Dünya ahvali her gün biraz daha kötüye doğru giderken vatanımızın bu şuursuz politika ihtirası yüzünden maddeten ve manen perişanlığa sürüklenmesi vicdan sahibi bütün vatandaşları dilhûn ettiğine de kaniim. Bu hal nereye kadar gidecek ve bu feci akibete hissiz ve alâkasız, seyirci mi kalmak lâzım? işte vatandaşlarım, bu ahvali ıstırap içinde aylardan beri düşündüm ve bu zevata çıkar yolları gösterdim. Fakat onlar kapıldıkları politika ihtiraslarının şuurlarına verdiği bozukluklar dolayısiyle dinlemediler ve işi zorla yürütmek sevdasına düştüler. Çıkarılan kanunlar, takip edilen hareketler Türk Milletini zincire vurmak kasdında olduklarını gösteriyor. Bu asırda böyle bir idarenin, böyle bir hareketin olabileceğini tasavvur etmek Türk Milletini hissiz bir sürü olarak kabul etmek demektir. Hayır vatandaşlar, Türk Milleti hissiz bir sürü değil belki bir çoğu okuma yazma bilmez ananevi bir iştiyakla daha çok okumuş yazmış memleketlerden daha çok fikri selime, aklı selime, vicdana ve vekara sahiptir. İşte bu düşünce ve mülâhazalarla bu feci gidişe son vermeye karar verdim ve Devletin idaresine elkoydum. Derhal bütün vatandaşlara şunu ifade etmek isterim ki asla bir diktatörlük hevesinde değilim. Bütün emelim süratle bu memlekette temiz ve dürüst bir demokratik nizamı kurmak ve Devletin idaresini milletin iradesine terketmektir.
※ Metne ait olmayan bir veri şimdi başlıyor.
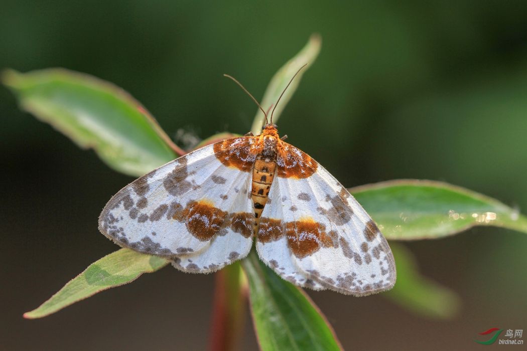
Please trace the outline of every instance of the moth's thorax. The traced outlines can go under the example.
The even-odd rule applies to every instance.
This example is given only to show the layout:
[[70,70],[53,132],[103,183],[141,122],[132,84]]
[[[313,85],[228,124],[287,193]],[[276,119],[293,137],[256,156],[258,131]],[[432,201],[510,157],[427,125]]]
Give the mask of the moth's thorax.
[[255,235],[258,233],[261,213],[267,203],[269,189],[276,174],[277,145],[281,141],[276,127],[270,124],[266,125],[257,137],[261,148],[252,168],[251,196],[255,206]]

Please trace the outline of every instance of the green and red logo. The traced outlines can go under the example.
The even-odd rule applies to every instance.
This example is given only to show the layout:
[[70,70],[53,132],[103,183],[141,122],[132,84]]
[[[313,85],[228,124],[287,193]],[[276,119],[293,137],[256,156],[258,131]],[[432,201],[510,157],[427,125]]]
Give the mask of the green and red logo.
[[499,328],[491,328],[488,330],[478,333],[480,335],[489,335],[490,334],[492,334],[492,336],[491,337],[490,339],[486,341],[480,341],[479,340],[474,340],[474,341],[482,345],[492,345],[496,342],[496,340],[497,339],[497,337],[500,336],[500,334],[503,331],[503,329],[500,329]]

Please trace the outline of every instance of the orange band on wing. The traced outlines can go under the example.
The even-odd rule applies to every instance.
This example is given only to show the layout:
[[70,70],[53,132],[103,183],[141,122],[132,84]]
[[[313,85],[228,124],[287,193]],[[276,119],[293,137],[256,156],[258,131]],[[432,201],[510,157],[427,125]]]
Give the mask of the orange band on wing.
[[256,137],[242,136],[226,139],[214,144],[214,154],[227,167],[248,172],[252,169],[256,156],[262,145]]
[[280,141],[277,145],[277,174],[279,177],[303,179],[317,172],[317,162],[291,144]]

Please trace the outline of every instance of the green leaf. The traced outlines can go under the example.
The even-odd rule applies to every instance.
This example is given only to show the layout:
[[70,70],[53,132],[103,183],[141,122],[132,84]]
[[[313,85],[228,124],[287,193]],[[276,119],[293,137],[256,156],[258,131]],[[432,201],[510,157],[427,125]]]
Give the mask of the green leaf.
[[122,248],[92,263],[36,309],[24,314],[34,319],[45,317],[99,292],[135,280],[143,273],[164,267],[164,258]]
[[516,210],[445,183],[392,180],[353,188],[349,192],[387,239],[439,238],[479,225],[527,233],[527,217]]
[[22,109],[116,171],[142,175],[175,158],[174,150],[181,154],[146,109],[106,82],[63,69],[7,71],[2,81]]
[[277,275],[254,250],[241,264],[261,349],[341,349],[325,317],[305,293]]
[[448,318],[458,311],[455,292],[419,274],[413,255],[400,244],[390,243],[397,266],[397,283],[383,296],[413,312],[429,317]]
[[[276,123],[280,118],[280,115],[285,108],[287,103],[289,102],[291,97],[293,96],[295,91],[300,84],[300,81],[302,78],[302,75],[313,64],[313,62],[318,56],[318,53],[320,51],[320,46],[322,44],[322,39],[318,34],[313,34],[309,38],[309,41],[306,44],[306,46],[297,54],[296,56],[288,61],[285,65],[282,66],[278,71],[275,74],[271,82],[267,86],[264,94],[264,98],[262,99],[260,105],[264,109],[267,109],[270,106],[273,105],[278,99],[278,97],[285,89],[289,81],[292,78],[295,73],[301,67],[307,64],[307,66],[305,67],[297,75],[295,79],[291,82],[287,90],[284,94],[280,103],[278,104],[275,111],[275,113],[272,117],[272,122]],[[270,118],[270,115],[269,116]],[[262,126],[265,122],[265,118],[264,113],[259,108],[256,112],[256,116],[252,122],[252,126],[251,131],[252,131],[255,135],[259,134],[261,132]],[[269,121],[270,122],[270,121]]]

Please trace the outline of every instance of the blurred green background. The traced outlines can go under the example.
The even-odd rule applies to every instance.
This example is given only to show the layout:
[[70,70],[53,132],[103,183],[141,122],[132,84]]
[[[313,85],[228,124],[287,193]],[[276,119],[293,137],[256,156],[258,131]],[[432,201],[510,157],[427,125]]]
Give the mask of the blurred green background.
[[[183,144],[249,131],[272,75],[319,33],[323,47],[281,133],[348,187],[440,180],[527,209],[527,3],[0,1],[0,68],[63,67],[130,92]],[[20,112],[0,87],[0,348],[202,349],[213,275],[168,267],[56,314],[23,319],[116,249],[101,209],[131,178]],[[182,135],[183,136],[182,137]],[[346,349],[468,349],[525,329],[527,238],[476,228],[408,243],[457,292],[452,319],[382,296],[309,292]],[[257,348],[247,319],[243,348]],[[494,345],[495,347],[499,347]]]

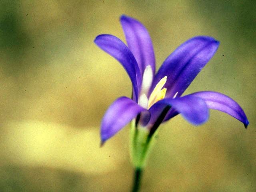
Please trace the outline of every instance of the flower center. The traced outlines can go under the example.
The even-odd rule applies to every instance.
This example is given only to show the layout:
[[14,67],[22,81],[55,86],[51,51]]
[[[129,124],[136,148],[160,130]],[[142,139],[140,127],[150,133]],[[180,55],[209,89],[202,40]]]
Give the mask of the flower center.
[[144,108],[149,109],[151,106],[165,96],[167,89],[163,88],[166,82],[167,77],[164,76],[156,84],[148,99],[146,94],[153,79],[152,69],[150,66],[146,66],[143,74],[140,95],[139,98],[138,104]]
Bana inanınız ve güveniniz. Bütün milletin benimle beraber olduğuna inanıyorum. Birçok menfaatperestler, midesini ve vicdanını paraya bağlamış olanlar, bu harekete karşı şer veya bir teşebbüste bulunabilirler. Bunlara karşı asla müsamaha edilmiyeceğini bütün vatandaşlarıma temin ederim. Kötü ruhlu olanlardan bile memleketin bu nazik ânında biraz olsun vicdanlarını harekete getirerek çalışmalarımıza yardım etmeseler bile engel olmamalarım isterim.